Tekrar kalkmış ve duvara dayanarak duruyordu. Bu şişkin çehreyi, beyaz başlıktan çıkan saçları hâlâ görüyorum. Hâlâ tırmanarak ağaçlara çıkan o kuşun ötüşünü, arı kuşlarının cıvıltısını ve sarmaşıklar içine düşmüş ardıç kuşlarını işitiyordum. Bu bir yortu haftası sabahı idi. Hayatımda fenalık yapmadığım bir an idi Rahip Efendi, o an iyilikte bulundum ve bu üzüntülü ruhu kenarında durdurdum… Bana rağmen, şüphesiz kendime rağmen, ama bir başkasına da rağmen… Kaçmalı, benden kaçmalı, diye ona tekrar ettim. Buradan savuş!

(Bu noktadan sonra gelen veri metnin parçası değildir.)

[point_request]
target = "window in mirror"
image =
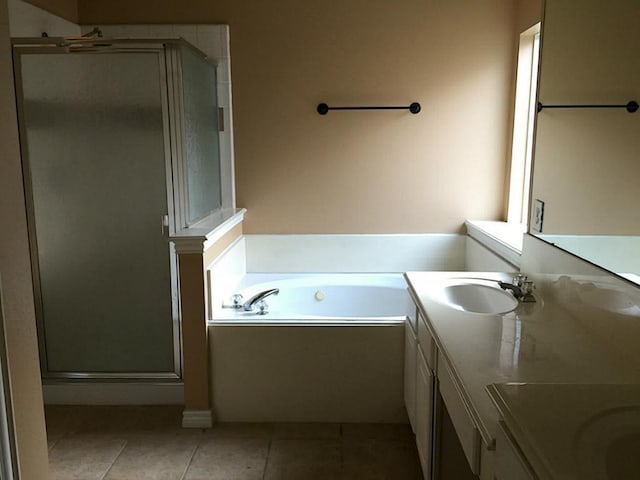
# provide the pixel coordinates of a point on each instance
(523, 125)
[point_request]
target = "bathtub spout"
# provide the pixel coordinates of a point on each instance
(249, 304)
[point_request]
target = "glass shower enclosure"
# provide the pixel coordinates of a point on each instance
(120, 150)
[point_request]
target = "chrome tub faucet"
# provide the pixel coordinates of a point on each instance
(259, 297)
(520, 287)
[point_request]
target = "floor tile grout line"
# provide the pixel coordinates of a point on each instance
(193, 454)
(124, 445)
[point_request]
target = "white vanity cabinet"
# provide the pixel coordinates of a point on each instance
(428, 379)
(419, 381)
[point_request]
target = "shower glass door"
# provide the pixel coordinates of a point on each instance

Bana derin bir muhabbetle bakarak başını sallıyordu. Bazen vücudunu bir ürperme sarsıyordu. Fakat artık ağlamıyordu. Birkaç defa “imkânı yok” diye tekrar ettiği için her zamanki sesimi buldum ve ona sordum:

“Benden şifa bulmadın mı?”

Bir yerine bir şey batırmışım gibi tekrar doğruldu, ben ısrar ettim:

“İyi olmuş olsaydın, buradan uzaklaşır, benden kaçardın, fakat senin için ne sakladığımı biliyor musun?”

“Biliyorum.” diye cevap verdi.

“Sen beni tanıyor sanıyorsun… Benim neye muktedir olduğumu bilmiyorsun.” Sanki Adila’nın her şeyi bilerek karım olması lazımmış ve bunu ben istiyormuşum gibi:

“Nasıl bilmez olurum?”

Bu suali boğuk bir sesle söyledi. Ben bundan nefret duydum. Hiddetim tekrar uyandı:

“Bu yapıldığı vakit o kadar mağrur olmayacaksın.”

Başı duvara doğru devrilmiş bana bakıyordu:

“Aman ne olacaksa bir an evvel olsun da bitsin. En gücü bunu haber vermek olacaktır.”

Ve kaba bir tavırla sözünü kestiğim için tekrar söze girişerek:

“Maksat annem değil, onu çok zamandan beri hazırladım. O buna şaşmayacaktır. Hayır, ben Mathilde’i düşünüyorum…”

Bana niçin Mathilde’den bahsediyordu. İkimiz de daima bu ismi telaffuz etmeye mahal vermemiştik. Onun İngiltere’de bulunduğunu hatırladım. Mathilde’in bizim için ne ehemmiyeti vardı? Onu bu olağan şey karşısında bulundurduk, Adila yavaş sesle:

“Yarın dönüyor.” dedi.

Gözleri boşluğa baktı. Yanaklarından aşağı iki yaş akıyordu:

“Ona söylemek gerek…”

“Bunun onunla ne ilgisi var? O senin teyzenin kızından başka bir şey değil. Bir evde yaşadınız, bu malum. Fakat seni Paris’e götüreceğimi biliyor musun?”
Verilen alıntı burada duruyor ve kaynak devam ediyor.